The system of recognizing contribution of employees is a very effective one at Google. This is reflected in the very low attrition rate of the company. Google has a very high rate of retaining employees. It is able to retain talented employees over the medium and long term.


Two recommendations for increasing effectiveness of discretionary benefits provided by Google to its employees

Discretionary benefits are those benefits that Google voluntarily gives to its employees. It is not required by law to pay these benefits to its employees (Top, Akdere, & Tarcan, 2015). The first recommendation regarding discretionary benefits is that discretionary benefits for employees at the lower rung of the hierarchy should be more in monetary form than in the form of non-monetary benefits. This will have the impact of increasing monetary compensation of these employees. Google pays the best salaries in the industry but it is also true that the cost of living in cities where offices of Google are located have gone up considerably. Giving more of discretionary benefits in the form of monetary payments can increase satisfaction and motivation of employees working in the lower levels of hierarchy.

The second recommendation is that Google should increase the limit of 401 (k) contribution of employees for which it matches 50% of their contribution.  The current limit is $8250 annually. This means that if an employee of Google makes contribution to her retirement 401 (k) account of an amount of $100, Google will give $50 from its own side to the 401 (K) account. By increasing this limit Google will effectively increase the compensation that it pays to its employees. This increase in limit will motivate its employees to save more for their retirement needs. The overall impact of this measure will be increase in well-being of employees. When well-being of employees is increased, they become more motivated and engaged with the organization.

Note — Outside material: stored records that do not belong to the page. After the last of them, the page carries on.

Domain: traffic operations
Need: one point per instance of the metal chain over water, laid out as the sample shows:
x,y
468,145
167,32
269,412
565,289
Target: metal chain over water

Evaluation of employer-sponsored retirement plans and health insurance programs provided by Google to its employees and its comparison with those of its competitors 

A recent survey done by Bloomberg found Google’s retirement plan to be the best in the technology industry, better than those of its competitors (Lisa, 2016). All major companies in the technology industry, such as Google, Apple, Facebook etc have defined contribution retirement plans and not defined benefit ones. Google matches 100% of employee contributions to their 401 (k) fund up to $3000 annual contribution by the employee. For above $3000 and less than $ 8250 it matches 50% of the contribution made by the employee. In comparison to this, Apple matches the contribution made by an employee to her 401 (k) fund only up to the limit of 6% of the pay of the employee. Facebook matches 50% of the contribution of the employee up to a limit of 5% of her salary (BenefitsPro, 2019).

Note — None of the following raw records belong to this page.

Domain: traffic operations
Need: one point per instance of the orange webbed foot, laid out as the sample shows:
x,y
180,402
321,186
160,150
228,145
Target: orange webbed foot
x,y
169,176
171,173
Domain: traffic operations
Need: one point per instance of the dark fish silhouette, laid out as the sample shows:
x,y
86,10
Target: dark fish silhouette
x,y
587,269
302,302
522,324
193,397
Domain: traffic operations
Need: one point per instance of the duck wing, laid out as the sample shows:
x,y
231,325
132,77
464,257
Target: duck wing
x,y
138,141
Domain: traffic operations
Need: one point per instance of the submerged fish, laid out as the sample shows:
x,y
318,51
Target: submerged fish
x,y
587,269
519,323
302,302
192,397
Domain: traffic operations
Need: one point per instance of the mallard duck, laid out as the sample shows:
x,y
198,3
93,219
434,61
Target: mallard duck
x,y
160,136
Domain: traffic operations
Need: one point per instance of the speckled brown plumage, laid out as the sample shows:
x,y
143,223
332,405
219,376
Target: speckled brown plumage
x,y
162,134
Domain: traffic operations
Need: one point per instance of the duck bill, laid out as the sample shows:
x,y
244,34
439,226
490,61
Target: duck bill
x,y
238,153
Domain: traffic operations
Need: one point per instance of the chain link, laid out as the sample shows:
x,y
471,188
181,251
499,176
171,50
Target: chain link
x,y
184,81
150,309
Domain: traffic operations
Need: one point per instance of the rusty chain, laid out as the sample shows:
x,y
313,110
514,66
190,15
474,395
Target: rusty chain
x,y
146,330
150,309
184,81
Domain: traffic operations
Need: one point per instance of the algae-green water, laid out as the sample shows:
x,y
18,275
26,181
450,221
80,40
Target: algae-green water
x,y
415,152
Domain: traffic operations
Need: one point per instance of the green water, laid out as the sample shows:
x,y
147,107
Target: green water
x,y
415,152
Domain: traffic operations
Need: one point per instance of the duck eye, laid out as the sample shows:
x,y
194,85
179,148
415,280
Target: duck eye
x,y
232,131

Google offers employer-sponsored health insurance to its every employee. In the cases of some senior employees, health insurance offered has features that can be used by immediate family members of the employee. Google’s health insurance also extends to dental insurance. The dental insurance plan often covers the cost of reconstruction surgery.

The health insurance offered by Apple is very similar to that offered by Google (BenefitsPro, 2019). It too covers dental insurance. Facebook’s health insurance plan is less extensive than those offered by Google and Apple.



Google’s existing compensation plan is highly effective in motivating and retaining employees. It has contributed to the good performance that the company has seen over the years. It has contributed to the higher rate of incremental technological innovation that has sustained the competitive advantage of Google. The retirement benefits plan of Google is better than those offered by all its competitors. The pay structure is a mix of traditional base pay and incentives based pay. Google’s compensation system can be improved by offering more discretionary benefits in the form of monetary payments and by increasing the upper limit to 401 (k) contribution that the company matches by 50%.